Replay Engine¶
The replay engine loads a recorded cassette and feeds the recorded responses back deterministically — no API calls, zero cost.
Quick replay¶
The simplest way to replay is the replay() convenience function:
from evalcraft import replay
run = replay("tests/cassettes/weather.json")
print(run.replayed) # True
print(run.cassette.output_text) # "It's 18°C and cloudy in Paris."
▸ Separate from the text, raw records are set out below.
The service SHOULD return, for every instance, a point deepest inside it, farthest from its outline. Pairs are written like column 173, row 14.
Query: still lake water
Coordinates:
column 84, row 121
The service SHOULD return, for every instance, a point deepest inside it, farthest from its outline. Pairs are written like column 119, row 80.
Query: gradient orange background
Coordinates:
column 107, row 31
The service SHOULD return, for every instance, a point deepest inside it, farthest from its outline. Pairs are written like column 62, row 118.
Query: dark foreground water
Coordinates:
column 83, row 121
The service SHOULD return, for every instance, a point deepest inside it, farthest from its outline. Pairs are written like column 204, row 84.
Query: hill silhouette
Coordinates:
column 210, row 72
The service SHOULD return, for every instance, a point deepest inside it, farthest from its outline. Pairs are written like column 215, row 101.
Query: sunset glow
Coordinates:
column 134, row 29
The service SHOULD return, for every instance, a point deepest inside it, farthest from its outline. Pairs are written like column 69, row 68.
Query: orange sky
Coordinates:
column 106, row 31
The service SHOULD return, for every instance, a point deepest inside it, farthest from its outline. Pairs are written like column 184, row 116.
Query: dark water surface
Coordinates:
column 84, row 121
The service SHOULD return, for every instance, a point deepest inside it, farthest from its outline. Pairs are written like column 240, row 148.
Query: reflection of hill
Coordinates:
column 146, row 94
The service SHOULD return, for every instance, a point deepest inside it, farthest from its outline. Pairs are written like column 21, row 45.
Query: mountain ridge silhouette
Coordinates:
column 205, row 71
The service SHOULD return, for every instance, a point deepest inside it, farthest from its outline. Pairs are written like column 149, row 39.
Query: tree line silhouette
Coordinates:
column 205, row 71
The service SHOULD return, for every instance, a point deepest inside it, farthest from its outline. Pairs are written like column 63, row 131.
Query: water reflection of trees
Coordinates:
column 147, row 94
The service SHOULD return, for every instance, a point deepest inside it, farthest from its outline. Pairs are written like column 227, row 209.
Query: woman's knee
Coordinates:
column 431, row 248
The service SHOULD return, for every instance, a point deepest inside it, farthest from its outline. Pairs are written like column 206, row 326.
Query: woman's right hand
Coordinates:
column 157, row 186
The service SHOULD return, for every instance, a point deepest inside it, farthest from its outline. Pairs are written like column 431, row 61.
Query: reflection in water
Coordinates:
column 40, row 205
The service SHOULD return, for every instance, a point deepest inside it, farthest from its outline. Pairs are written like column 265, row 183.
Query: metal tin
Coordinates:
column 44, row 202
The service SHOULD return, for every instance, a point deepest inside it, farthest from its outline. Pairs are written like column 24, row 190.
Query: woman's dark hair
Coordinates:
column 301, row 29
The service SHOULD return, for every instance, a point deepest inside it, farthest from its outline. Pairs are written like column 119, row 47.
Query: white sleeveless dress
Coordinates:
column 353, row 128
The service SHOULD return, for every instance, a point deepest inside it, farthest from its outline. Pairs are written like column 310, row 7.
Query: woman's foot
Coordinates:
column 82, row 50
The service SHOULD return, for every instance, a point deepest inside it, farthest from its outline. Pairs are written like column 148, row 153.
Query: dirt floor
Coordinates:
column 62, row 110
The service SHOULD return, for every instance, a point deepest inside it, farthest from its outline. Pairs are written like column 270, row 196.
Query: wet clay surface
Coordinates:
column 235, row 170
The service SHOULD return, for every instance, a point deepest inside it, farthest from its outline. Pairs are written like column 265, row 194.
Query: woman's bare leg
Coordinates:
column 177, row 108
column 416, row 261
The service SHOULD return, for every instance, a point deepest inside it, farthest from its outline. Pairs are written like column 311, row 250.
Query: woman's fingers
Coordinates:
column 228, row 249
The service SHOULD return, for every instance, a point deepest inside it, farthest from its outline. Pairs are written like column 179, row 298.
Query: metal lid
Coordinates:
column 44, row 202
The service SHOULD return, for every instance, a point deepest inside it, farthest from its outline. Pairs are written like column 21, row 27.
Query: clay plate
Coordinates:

print(run.cassette.tool_call_count) # 1
print(run.cassette.get_tool_sequence())# ["get_weather"]
With tool overrides¶
from evalcraft import replay
run = replay(
"tests/cassettes/weather.json",
tool_overrides={"get_weather": {"temp": 5, "condition": "snow"}},
)
replay() signature¶
| Parameter | Type | Description |
|---|---|---|
cassette_path |
str \| Path |
Path to a cassette JSON file |
tool_overrides |
dict \| None |
Map of tool_name → new_result to substitute |
Returns an AgentRun with replayed=True.
ReplayEngine¶
For more control, use ReplayEngine directly.
from evalcraft.replay.engine import ReplayEngine
engine = ReplayEngine("tests/cassettes/weather.json")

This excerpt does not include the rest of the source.